Suppose we wish to solve the quadratically constrained quadratic program (QCQP) in $x \in \mathbb R^n$
$$\begin{array}{rl} \text{minimize} & \frac{1}{2}x^\top Lx\\ \text{subject to} & Ax=b\\ & x^\top P_i x=0\ \forall x\in\{1,\ldots,m\}. \end{array}$$
where $L \in \mathbb R^{n\times n}$ is positive definite, whereas matrices $P_i$ are not.

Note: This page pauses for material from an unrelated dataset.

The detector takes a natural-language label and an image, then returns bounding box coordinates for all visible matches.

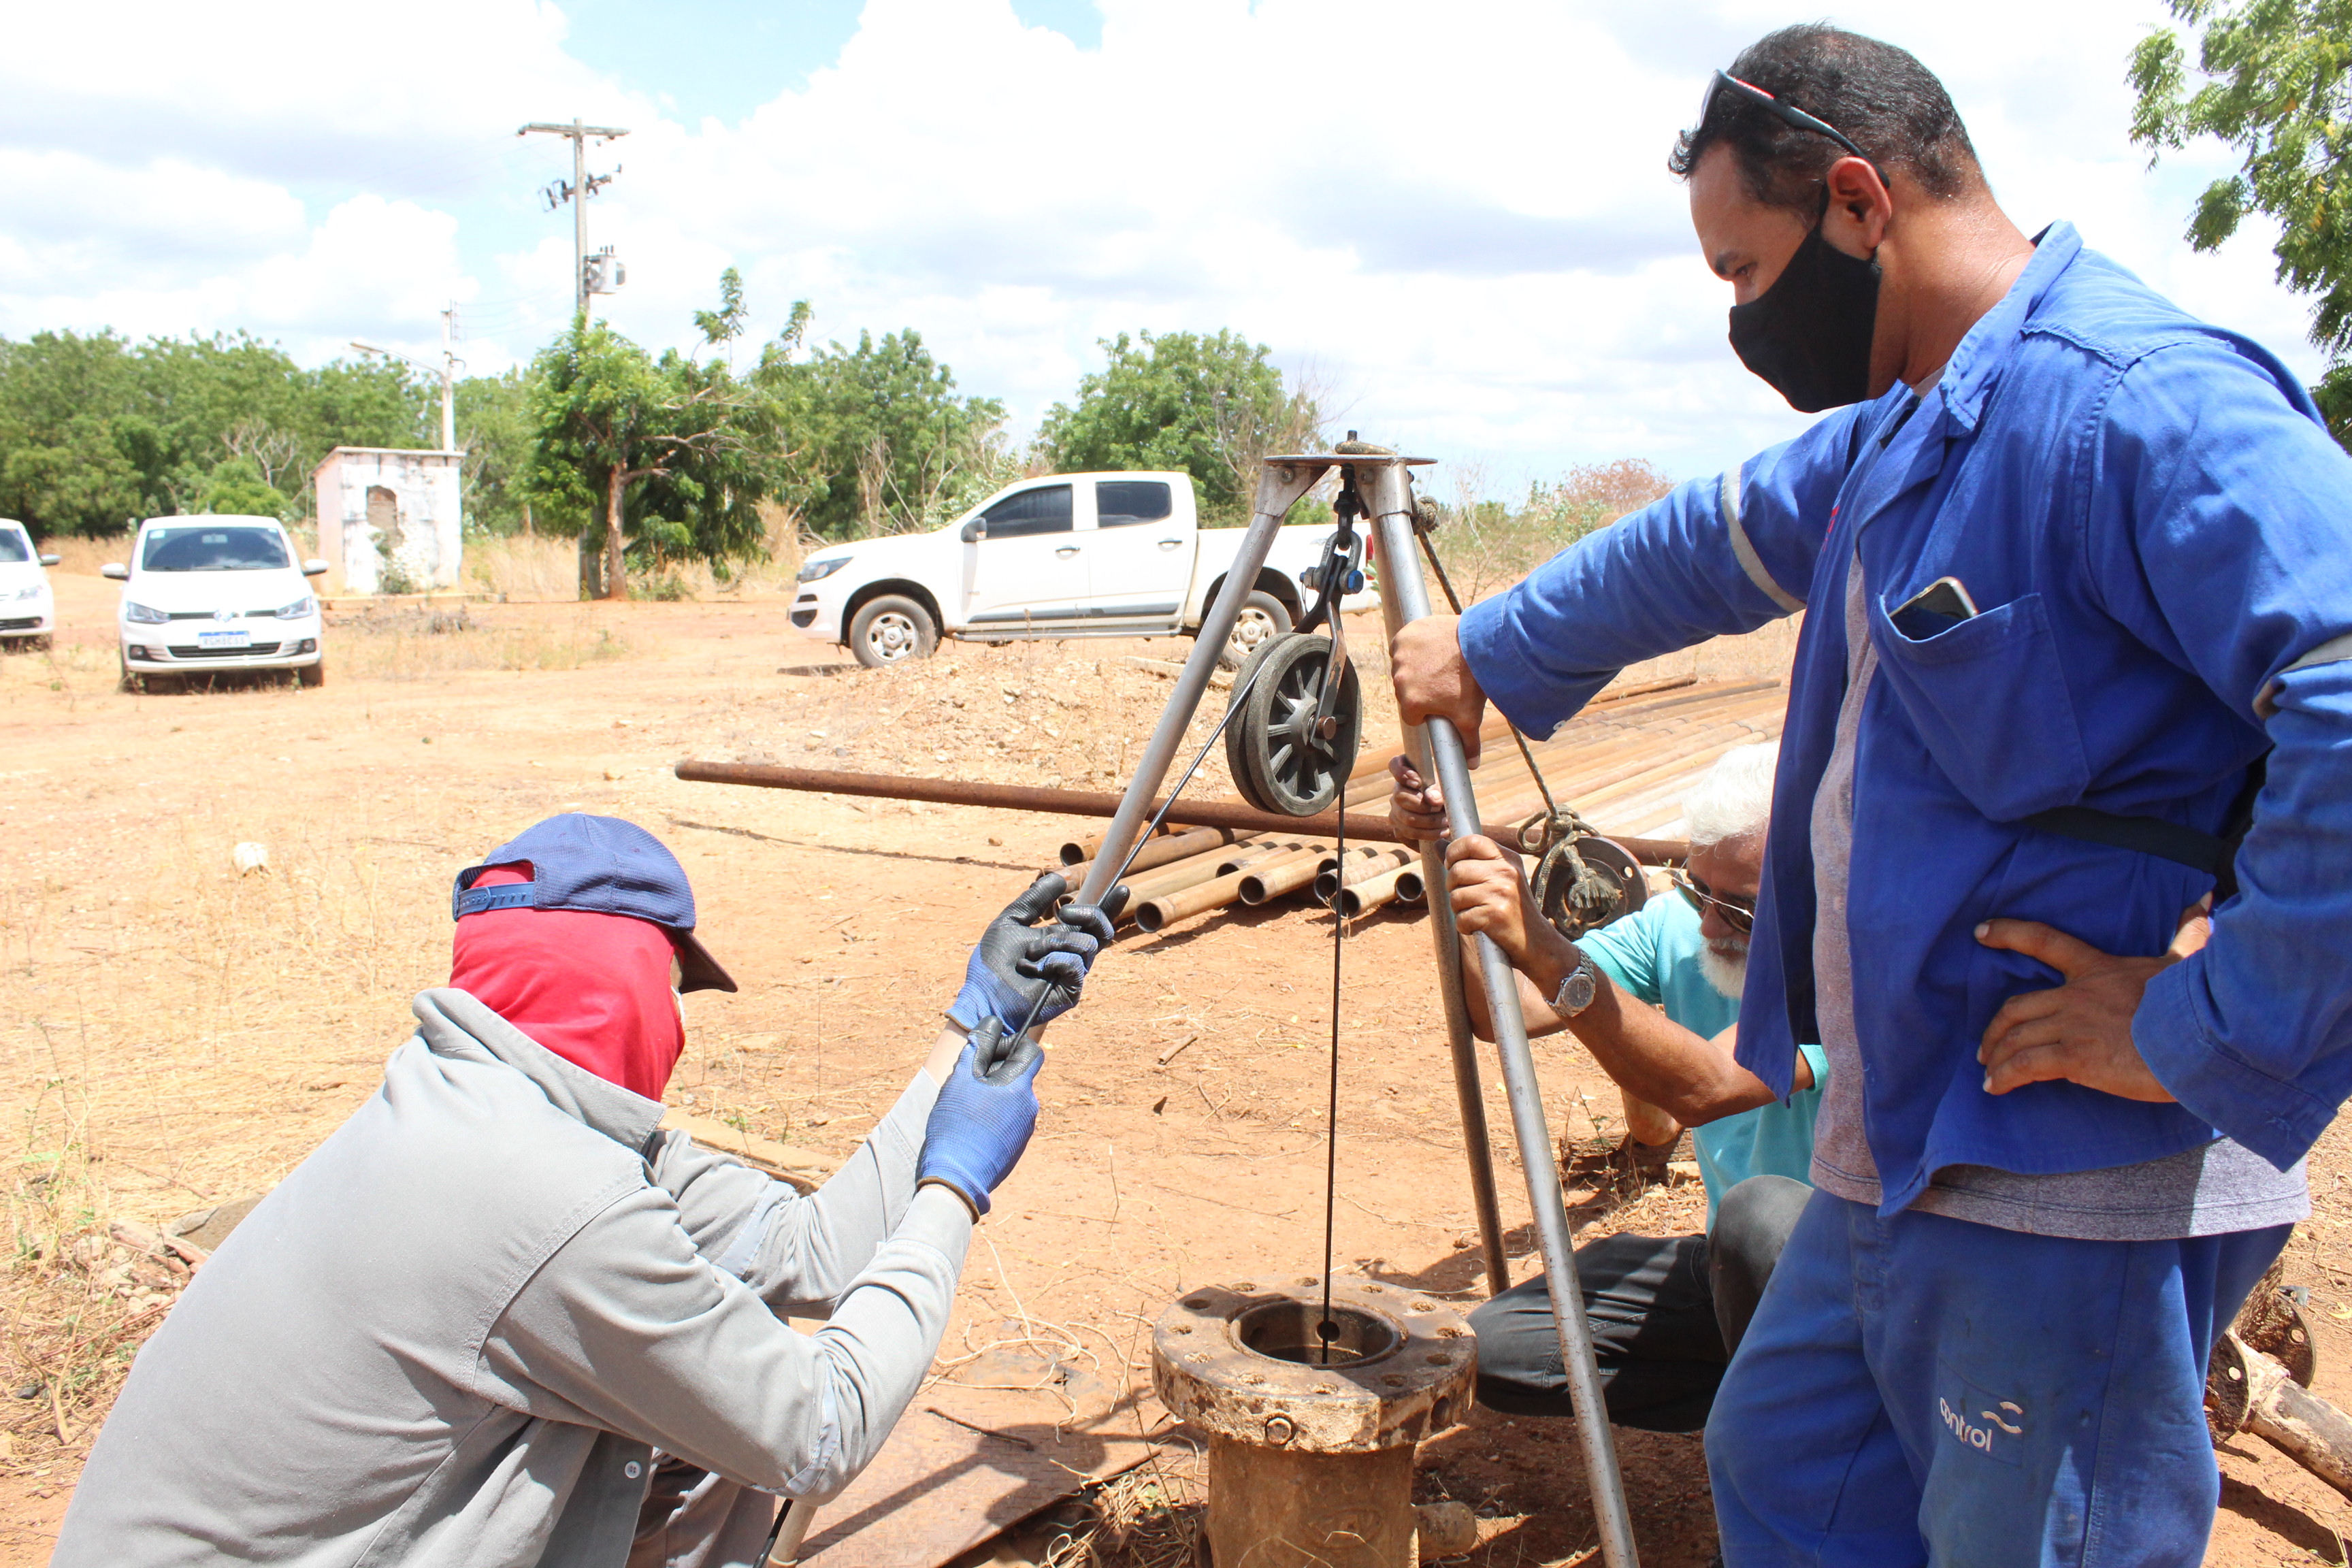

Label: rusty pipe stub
[1152,1275,1475,1454]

We can write a semidefinite relaxation of this problem as follows
$$\begin{array}{rl} \min_{x\in\mathbb R^n, X\in\mathbb R^{n\times n}}& \frac{1}{2}\mathrm{tr}(LX)\\ \mathrm{s.t.} & \begin{pmatrix} -b & A \end{pmatrix}\begin{pmatrix} 1 &x^\top\\x & X\end{pmatrix}=\begin{pmatrix} 0&0\end{pmatrix} \\ & \mathrm{tr}(P_iX)=0\ \forall x\in\{1,\ldots,m\}\\ & \begin{pmatrix} 1 &x^\top\\x & X\end{pmatrix}\succeq0 \end{array}$$
Adding a constraint $X=xx^\top$ would make the above equivalent to the original QCQP. The first constraint is obtained by writing $Ax=b$ as $$\begin{pmatrix}-b&A\end{pmatrix}\begin{pmatrix}1\\x\end{pmatrix}=0$$ and post-multiplying both sides by $\begin{pmatrix}1&x^\top\end{pmatrix}$. I have several related questions:
Are there conditions under which the solution of the original QCQP is also optimal for the relaxed problem? (i.e. relaxing may make the solution nonunique but not have a lower objective value)
Are there constraints I should add to the convex relaxation to make it tighter?
Are there conditions under which the optimal $X$ in the relaxed problem is rank-$1$?
Additional details in case they help:
- My $L$ has similar structure to a graph Laplacian
- Everything is convex in this problem except the (pesky) $P_i$ constraints, but these are "homogeneous" in the sense that they are purely degree-$2$ with zero on the right-hand side.
- The problem to which I'm applying this relaxation is a little complicated to explain in this post, but my experience experimentally is that, well, sometimes $X$ is rank-$1$ and sometimes it's low-rank but not rank-$1$. I haven't figured out the pattern.